A Pause of Breath and Awareness…It has be simple.

We were raised in systems and live in a culture mostly based on tasks, goals, and judgements. How is it humanly possible to shift habits formed by these systems to be present with moments of self-care and the pauses of mindful breath and space that we know we must do for ourselves and for our children? How do we possibly find a way to include in our lives a conscious moment when house, kids, work, relationships, activities, and just managing the day, let alone our aspirations, are more than all-consuming? 
We know that a regular practice of some kind of mindfulness or meditation or being with Source/ God/Nature/Life is important. We know that we model for our children. Yet, it can be a struggle to do that modeling. We want our kids to be able to take calm breaks and make wise choices. We want them to learn skills to help them cope with their big feelings. We know that mindful awareness has a lot to do this. And, another day has gone by and we wonder if they’ll ever get it, or, if we will ever get it.
It has to be simple…really simple. It has to be easy…really easy.    

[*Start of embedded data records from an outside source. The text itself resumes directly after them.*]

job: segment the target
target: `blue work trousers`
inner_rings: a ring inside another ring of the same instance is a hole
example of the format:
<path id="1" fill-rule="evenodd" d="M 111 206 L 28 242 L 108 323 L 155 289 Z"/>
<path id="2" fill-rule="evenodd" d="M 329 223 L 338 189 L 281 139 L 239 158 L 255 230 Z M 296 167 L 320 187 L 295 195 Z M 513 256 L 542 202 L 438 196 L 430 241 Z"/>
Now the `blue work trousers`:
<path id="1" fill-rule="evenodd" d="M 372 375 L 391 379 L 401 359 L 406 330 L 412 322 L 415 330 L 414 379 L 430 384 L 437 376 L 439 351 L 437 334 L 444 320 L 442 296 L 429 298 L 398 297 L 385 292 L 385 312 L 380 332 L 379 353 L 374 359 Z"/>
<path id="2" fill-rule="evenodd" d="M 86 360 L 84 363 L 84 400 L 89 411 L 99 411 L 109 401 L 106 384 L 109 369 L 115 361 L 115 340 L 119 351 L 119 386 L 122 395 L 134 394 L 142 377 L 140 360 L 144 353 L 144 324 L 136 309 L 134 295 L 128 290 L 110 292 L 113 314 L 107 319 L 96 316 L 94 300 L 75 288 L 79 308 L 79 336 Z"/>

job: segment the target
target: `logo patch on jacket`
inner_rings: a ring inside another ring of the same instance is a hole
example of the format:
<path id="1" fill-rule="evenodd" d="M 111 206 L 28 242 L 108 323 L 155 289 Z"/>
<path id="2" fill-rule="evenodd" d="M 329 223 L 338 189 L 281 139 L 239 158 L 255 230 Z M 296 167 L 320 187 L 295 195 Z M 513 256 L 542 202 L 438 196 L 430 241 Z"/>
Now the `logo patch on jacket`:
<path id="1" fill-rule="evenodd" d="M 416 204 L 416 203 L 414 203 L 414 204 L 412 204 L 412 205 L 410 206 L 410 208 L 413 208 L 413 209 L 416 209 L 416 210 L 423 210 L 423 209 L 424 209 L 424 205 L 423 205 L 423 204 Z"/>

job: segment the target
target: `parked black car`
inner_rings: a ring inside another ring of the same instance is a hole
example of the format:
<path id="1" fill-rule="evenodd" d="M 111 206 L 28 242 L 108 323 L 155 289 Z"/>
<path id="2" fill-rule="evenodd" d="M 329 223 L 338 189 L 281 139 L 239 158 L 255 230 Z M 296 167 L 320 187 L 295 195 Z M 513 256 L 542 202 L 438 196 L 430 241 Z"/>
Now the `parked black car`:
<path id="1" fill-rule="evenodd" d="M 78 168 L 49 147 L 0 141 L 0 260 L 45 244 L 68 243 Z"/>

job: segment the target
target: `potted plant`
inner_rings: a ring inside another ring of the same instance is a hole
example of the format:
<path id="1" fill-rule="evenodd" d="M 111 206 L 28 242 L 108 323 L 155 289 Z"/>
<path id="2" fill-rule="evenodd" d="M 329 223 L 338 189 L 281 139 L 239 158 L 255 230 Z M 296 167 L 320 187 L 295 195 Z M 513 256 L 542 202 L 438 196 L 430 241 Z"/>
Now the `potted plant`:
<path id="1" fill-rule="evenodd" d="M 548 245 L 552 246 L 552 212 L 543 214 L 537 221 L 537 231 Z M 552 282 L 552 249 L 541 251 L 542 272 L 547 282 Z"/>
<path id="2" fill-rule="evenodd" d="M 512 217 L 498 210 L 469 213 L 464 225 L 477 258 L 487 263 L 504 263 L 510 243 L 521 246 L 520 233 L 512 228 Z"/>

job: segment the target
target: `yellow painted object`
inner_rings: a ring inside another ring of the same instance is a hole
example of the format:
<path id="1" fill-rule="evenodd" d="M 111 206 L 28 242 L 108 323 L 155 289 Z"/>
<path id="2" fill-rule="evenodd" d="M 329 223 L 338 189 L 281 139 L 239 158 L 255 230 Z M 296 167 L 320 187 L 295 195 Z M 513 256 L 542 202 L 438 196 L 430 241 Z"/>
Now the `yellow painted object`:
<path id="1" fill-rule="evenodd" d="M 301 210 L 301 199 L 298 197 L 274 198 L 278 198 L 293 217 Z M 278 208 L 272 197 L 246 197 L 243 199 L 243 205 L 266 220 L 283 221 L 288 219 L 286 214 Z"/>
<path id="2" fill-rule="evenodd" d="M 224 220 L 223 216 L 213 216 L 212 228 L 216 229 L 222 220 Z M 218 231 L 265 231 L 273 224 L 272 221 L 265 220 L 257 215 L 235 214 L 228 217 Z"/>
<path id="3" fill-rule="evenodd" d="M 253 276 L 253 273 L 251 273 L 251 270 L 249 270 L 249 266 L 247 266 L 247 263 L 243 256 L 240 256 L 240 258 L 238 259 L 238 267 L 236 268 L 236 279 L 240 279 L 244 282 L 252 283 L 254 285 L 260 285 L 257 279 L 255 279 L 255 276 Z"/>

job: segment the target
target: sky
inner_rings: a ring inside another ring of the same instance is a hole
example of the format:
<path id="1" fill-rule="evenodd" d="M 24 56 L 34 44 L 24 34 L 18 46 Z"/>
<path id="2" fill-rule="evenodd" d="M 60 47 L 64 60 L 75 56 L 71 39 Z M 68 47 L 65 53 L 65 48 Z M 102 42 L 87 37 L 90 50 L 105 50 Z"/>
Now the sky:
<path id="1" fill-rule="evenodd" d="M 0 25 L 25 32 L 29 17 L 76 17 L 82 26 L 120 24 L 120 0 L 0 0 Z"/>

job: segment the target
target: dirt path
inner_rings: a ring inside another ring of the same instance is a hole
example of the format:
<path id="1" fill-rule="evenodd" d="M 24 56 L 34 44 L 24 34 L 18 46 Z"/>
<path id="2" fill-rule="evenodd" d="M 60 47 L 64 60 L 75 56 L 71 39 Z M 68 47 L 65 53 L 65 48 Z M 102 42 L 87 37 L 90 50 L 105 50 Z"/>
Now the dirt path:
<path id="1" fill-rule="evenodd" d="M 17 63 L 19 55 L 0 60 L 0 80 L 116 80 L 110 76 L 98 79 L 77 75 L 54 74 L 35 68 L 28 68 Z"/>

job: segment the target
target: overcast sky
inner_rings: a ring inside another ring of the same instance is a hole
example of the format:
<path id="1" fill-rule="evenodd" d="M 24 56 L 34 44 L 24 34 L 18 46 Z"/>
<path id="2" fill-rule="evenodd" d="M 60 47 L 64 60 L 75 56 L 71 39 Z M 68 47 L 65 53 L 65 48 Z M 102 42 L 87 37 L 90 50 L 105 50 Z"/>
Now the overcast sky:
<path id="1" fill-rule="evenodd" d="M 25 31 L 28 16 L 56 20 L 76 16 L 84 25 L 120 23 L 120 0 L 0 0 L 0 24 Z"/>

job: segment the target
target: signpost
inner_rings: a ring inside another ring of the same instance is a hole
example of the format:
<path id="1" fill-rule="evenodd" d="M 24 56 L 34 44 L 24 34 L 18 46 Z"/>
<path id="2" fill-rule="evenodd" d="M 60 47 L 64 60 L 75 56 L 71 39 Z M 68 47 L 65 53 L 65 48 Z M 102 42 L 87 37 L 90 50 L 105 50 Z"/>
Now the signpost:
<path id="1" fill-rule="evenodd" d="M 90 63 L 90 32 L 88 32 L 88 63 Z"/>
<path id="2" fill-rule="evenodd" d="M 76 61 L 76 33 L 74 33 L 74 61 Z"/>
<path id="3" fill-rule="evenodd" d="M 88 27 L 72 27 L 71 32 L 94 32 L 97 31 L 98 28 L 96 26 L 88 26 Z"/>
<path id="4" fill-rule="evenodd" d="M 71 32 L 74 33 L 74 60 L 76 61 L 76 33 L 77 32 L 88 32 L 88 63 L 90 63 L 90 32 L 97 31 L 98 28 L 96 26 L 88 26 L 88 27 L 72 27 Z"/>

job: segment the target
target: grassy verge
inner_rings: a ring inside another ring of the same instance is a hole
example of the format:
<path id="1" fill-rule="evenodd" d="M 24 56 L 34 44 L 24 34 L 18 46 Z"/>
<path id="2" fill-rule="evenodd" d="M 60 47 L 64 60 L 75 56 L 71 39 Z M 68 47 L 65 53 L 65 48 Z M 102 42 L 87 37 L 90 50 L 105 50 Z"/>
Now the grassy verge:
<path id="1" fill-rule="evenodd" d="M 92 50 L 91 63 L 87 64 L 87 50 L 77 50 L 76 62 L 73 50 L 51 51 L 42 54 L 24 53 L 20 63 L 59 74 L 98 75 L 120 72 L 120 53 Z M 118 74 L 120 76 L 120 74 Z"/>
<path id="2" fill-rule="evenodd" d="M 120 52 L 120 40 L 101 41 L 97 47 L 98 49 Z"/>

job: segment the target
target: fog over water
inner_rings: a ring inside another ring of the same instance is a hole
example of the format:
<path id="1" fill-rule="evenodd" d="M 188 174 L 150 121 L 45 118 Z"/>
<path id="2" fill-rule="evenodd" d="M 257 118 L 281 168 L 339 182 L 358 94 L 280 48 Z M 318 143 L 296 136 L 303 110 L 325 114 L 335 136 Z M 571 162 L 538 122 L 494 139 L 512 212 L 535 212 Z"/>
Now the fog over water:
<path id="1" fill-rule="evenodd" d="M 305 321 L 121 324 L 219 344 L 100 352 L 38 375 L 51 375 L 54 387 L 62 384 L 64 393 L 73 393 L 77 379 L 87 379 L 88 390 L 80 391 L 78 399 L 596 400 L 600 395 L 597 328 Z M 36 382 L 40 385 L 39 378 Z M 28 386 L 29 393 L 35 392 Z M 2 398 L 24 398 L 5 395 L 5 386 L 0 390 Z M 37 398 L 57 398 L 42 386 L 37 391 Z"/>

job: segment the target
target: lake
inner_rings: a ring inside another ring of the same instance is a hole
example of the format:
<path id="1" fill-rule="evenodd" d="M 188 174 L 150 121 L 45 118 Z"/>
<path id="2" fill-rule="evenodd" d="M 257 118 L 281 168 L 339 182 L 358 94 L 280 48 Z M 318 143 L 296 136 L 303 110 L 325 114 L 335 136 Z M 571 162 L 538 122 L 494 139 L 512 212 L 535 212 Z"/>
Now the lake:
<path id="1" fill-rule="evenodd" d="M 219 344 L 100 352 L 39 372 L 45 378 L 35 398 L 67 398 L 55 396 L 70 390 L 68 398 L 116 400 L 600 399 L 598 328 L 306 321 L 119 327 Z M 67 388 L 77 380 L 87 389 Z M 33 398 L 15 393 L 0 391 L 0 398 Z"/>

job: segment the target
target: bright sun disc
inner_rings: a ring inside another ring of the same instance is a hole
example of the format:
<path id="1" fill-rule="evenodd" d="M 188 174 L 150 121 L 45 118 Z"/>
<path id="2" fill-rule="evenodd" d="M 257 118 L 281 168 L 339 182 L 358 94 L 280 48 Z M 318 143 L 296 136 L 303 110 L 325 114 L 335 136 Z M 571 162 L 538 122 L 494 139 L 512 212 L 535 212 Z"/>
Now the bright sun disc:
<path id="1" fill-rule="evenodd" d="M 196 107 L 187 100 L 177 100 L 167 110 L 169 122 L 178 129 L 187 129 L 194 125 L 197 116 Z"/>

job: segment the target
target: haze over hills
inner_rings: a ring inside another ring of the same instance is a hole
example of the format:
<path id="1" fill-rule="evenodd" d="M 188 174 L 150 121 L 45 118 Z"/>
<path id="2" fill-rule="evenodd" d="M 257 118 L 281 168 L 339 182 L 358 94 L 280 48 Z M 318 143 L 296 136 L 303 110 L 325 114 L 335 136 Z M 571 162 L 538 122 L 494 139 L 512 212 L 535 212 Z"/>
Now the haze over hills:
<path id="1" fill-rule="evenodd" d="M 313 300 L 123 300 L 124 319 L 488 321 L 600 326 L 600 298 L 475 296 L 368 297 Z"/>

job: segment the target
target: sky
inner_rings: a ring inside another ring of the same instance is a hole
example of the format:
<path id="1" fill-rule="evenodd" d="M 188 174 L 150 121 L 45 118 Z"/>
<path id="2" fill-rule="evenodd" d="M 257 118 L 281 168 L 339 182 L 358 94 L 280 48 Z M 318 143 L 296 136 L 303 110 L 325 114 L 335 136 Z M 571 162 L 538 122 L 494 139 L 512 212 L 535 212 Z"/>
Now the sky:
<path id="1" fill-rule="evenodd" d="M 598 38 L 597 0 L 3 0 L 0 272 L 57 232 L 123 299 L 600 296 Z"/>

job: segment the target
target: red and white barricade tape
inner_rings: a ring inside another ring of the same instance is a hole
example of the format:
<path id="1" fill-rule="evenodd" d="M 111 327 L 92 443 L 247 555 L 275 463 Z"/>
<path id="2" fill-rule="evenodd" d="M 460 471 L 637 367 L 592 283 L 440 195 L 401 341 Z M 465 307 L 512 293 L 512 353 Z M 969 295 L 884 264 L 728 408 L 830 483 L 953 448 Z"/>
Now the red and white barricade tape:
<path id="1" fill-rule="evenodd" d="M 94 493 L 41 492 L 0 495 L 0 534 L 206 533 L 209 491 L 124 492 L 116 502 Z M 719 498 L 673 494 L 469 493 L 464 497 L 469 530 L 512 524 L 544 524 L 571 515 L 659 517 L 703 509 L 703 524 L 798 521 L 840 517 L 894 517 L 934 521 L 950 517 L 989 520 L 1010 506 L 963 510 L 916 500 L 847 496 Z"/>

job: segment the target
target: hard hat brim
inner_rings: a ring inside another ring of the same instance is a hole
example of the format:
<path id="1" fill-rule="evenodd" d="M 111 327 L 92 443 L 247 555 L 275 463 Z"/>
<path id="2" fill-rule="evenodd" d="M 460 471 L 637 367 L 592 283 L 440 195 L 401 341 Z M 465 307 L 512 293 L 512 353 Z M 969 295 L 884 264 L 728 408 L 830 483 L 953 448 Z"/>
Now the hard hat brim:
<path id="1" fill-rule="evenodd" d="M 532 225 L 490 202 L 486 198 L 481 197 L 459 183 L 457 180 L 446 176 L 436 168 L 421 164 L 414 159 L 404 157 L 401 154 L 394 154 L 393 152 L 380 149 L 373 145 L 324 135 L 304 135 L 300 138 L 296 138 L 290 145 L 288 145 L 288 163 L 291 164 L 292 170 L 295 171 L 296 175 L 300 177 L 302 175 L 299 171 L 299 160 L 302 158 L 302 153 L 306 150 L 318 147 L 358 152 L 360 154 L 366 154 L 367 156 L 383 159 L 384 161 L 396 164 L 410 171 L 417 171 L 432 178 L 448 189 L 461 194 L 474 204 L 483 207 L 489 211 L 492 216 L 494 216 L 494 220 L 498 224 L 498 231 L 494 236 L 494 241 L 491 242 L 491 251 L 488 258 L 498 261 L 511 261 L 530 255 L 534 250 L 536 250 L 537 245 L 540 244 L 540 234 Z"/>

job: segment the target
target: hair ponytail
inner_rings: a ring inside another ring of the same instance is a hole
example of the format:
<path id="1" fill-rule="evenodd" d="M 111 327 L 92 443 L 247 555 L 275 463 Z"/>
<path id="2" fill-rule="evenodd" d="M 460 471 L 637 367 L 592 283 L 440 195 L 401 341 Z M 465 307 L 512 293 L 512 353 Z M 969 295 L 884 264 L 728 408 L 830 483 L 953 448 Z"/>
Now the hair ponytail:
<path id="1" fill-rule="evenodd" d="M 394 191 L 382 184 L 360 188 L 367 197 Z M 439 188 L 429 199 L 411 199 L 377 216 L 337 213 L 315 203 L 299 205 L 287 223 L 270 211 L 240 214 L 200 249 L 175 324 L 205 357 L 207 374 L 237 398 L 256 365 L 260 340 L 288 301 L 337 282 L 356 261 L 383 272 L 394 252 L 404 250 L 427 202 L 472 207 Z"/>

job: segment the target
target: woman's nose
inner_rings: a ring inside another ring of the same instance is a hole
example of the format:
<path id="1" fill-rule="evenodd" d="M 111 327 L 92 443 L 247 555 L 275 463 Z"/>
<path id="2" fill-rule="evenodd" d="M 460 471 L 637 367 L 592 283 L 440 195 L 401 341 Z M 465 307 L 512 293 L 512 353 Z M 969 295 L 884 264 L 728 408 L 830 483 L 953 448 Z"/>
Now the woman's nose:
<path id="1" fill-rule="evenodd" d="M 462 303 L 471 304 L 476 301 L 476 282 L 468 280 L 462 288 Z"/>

I’m inspired by a discussion of a group of mothers of still young children. We asked the question, “How do you include a mindfulness practice in your day?”  The women first shared about their extraordinarily busy lives and the real-life struggles and difficulties in including any possibility of any form of mindful practice in their days. We were at an educators’ retreat sponsored by Mindful Education Santa Fe. A beautiful conversation of questions, challenges, small successes, ideas, inspiration and hope unfolded. Honesty and richness flowed from the conversation –

  • We are all learning how to do this. Most of our systems and work places are primarily task-based. We are expected to do more and more. The demands are so clear and overwhelming. And, we choose to remember that we are learning how to take a stand for a brief break and self-care. We are learning how to listen to and express needs in an environment that often may not encourage this. We must be kind to ourselves and honor the tiniest of steps because we are learning.
  • We need support. We need each other. We need these discussions that are based on listening and acceptance. We need to bounce our failures, challenges and successes off each other. Surveys show that support is a prime factor in incorporating the transformations of mindful awareness in work places and families.
  • The word “priority” is key. It helps to use “priority” as a “mantra” or slogan throughout the day. For example, three breaths and a five-minute break are priorities.
  • Neurologically a very small time done every day is better than a longer time done weekly. If it’s not possible to imagine a 10 minute time for settling in, a brain break, or self-compassionate care, then start small with 30 seconds or 1 minute. It will naturally grow to 2 minutes or 5 minutes.  A Google study found that those who took a ten minute brain break (mindful awareness) had a 10% increase in productivity.
  • It helps to have a designated accepted routine, and/ or place for brain breaks.Then the boundaries are clear. We can create workplaces where there is a designated system or place for brief uninterrupted breaks. We can make boundaries around when we look at and answer emails.
  • It is possible to create work places that value a quiet moment at the beginning of meetings. We can also do this at family meetings. Whether a five minute brain break, or a moment of peace or breathing together, we prepare ourselves for listening and making decisions.
  • We can slow things down with breath even during the business of life. Breath helps us hold a deeper “container” of connection with ourselves and others. It helps us gather the presence needed for ourselves, our clients or students, and the interpersonal life of the work place.
I hear the words of another teacher present at the retreat,….”In order to live my day rather than get through my day, it has to come from the inside out, from my heart, not my head. I have to keep moving to my heart, no matter what.” It’s another mindful choice.
I’m excited by these mothers and teachers, and the potential for brief discussions that respect each person’s struggles, experiences and ideas. We need each other for these conversations and to encourage and inspire our dreams. We need to appreciate and encourage each other, listen to the rawness, and believe both in each other’s wisdom and our collaborative wisdom and power to make changes.